Geekbench 4: Snapdragon 820 vs A9 vs Exynos 8890

As you probably know, Geekbench 4 was released yesterday making a whole lot of changes from Geekbench 3. The changed tests and baseline changed the rankings between processors a bit and is generating a lot of buzz, and along with it comes a lot of misinformation. 

So let's investigate this further and see how the scores have changed and why? 



What has changed?

The most important changes are:
  • Removal of memory bandwidth section from the CPU section of the benchmark, and getting added to the single core and multi core tests with less weightage. 
  • Addition of a new GPU compute test. Good if you want to get into GPU compute, however not so useful on mobile devices. 
  • The desktop and mobile workloads are the exact same now with the same dataset, unlike geekbench 3. 
  • Changed interface: material design for android, updated interface for iOS and windows. 
  • Changed baseline: Score 4000 for i5-6600U in Geekbench 4 from 2500 for i5-2520M in Geekbench 3. 
  • Calculates scores by weighted average instead of geometric means. 




Exynos 8890 vs A9 vs Snapdragon 820

Single core performance

We can see that the A9 remains in lead here, increasing the gap further from the Snapdragon 820 and the Exynos 8890. 





The exynos 8890 is by far the fastest android SoC on the market right now. It's a shame that even it falls short of the A9's monstrous twister cores. The gap will be compounded by the release of the Apple A10 with the iPhone 7 and 7 plus this week. 

Multi core performance

Here it's expected to see android SoCs shine due to their multi-core designs. The Exynos 8890 uses a 4 core Mongoose custom design cores with 4 power saving A53 cores. Snapdragon 820 uses 2 high performance Kryo cores at 2.2 GHz with 2 power saving Kyro cores at 1.6 GHz. The A9 just uses two super high performance twister cores with their 6-way superscalar design. 



Here we can see the multi-core design of the Exynos 8890 come to fruition. The multi-core score easily beats out the A9 as well as the 820 by a mile. In heavily multi-threaded tasks, expect the 8890 to be a very fast chip and close to desktop based i3 in performance. 


Compute

The compute benchmark(renderscript) doesn't work with iOS currently. Hopefully they will make one soon which works with the imagination GPUs on smartphones. 
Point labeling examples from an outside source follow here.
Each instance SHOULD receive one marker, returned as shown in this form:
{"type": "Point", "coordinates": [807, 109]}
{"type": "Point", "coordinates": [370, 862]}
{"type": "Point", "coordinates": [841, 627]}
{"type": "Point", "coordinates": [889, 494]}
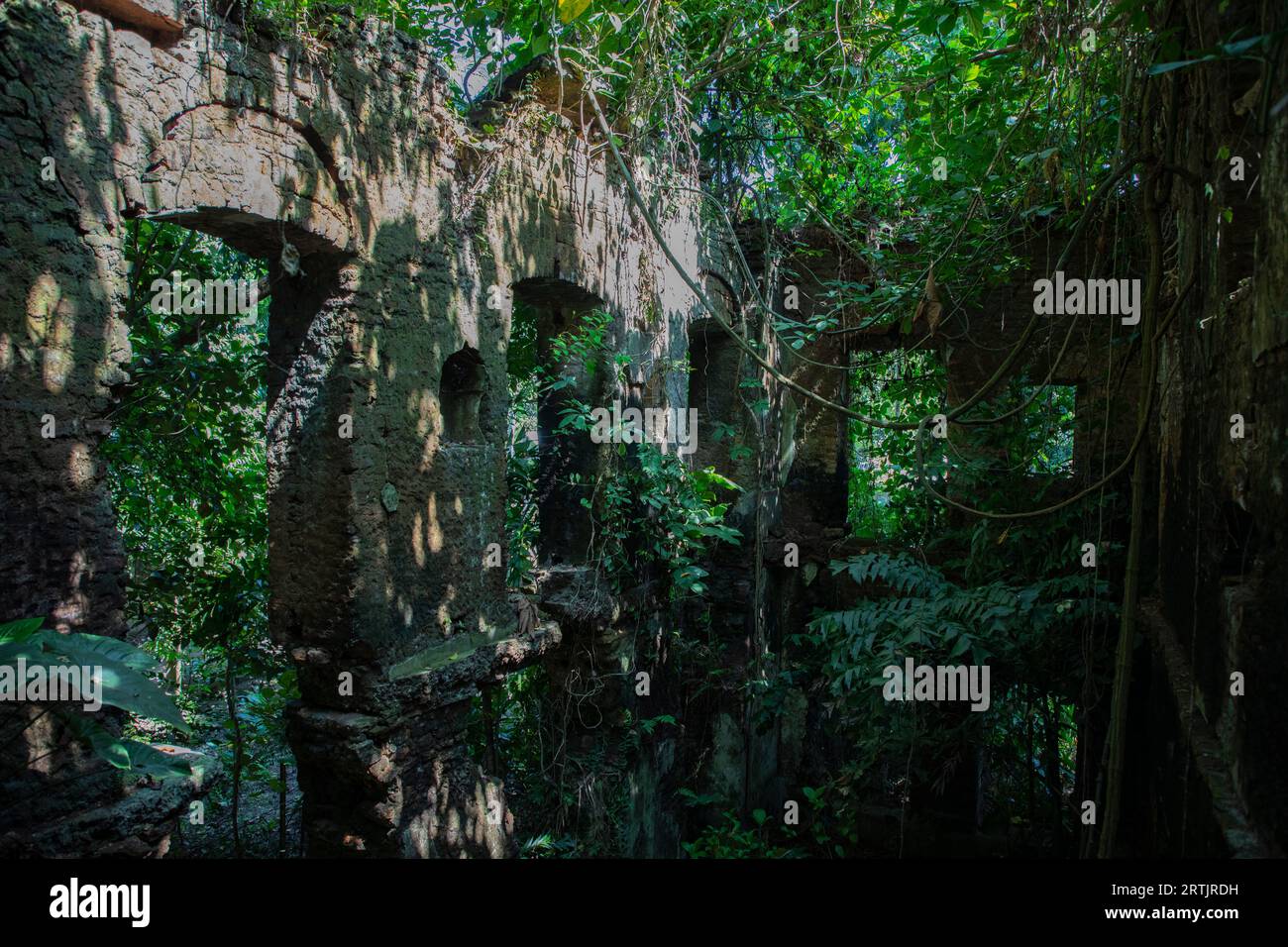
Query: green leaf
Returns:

Also, the usability of compute benchmarks is quite useless on smartphones since off the top of my head, I can't think of any application that uses it. Anyway, as we can clearly see that by virtue of high FLOPS or high compute, the adreno 530 demolishes the Mali T880 MP12. 




Conclusion

The test doesn't hold much significance now since the new A10 'fusion' is going to be released soon. But it's an early indication on how Geekbench 4 has altered the mobile CPU rankings. 

Earlier with geekbench 3, we had the Snapdragon 820 faster than the 8890 in single core tasks and quite close to the A9. However, that was mostly due to the super fast memory bandwidth of the 8890, which has been given a a lower weightage now compared to integer and floating point calculations, which makes more sense from a real life perspective. 

The overall conclusion is that the Exynos 8890 is the fastest you can get on android right now, with the A9 beating it in single core performance, and soon the A10 too.

iPhones will remain the fastest phones in the market mostly due to app optimizations, lack of fragmentation and the SLC cache used by Apple which leads to insane loading times. Android still has ways to go before it reaches the level of performance.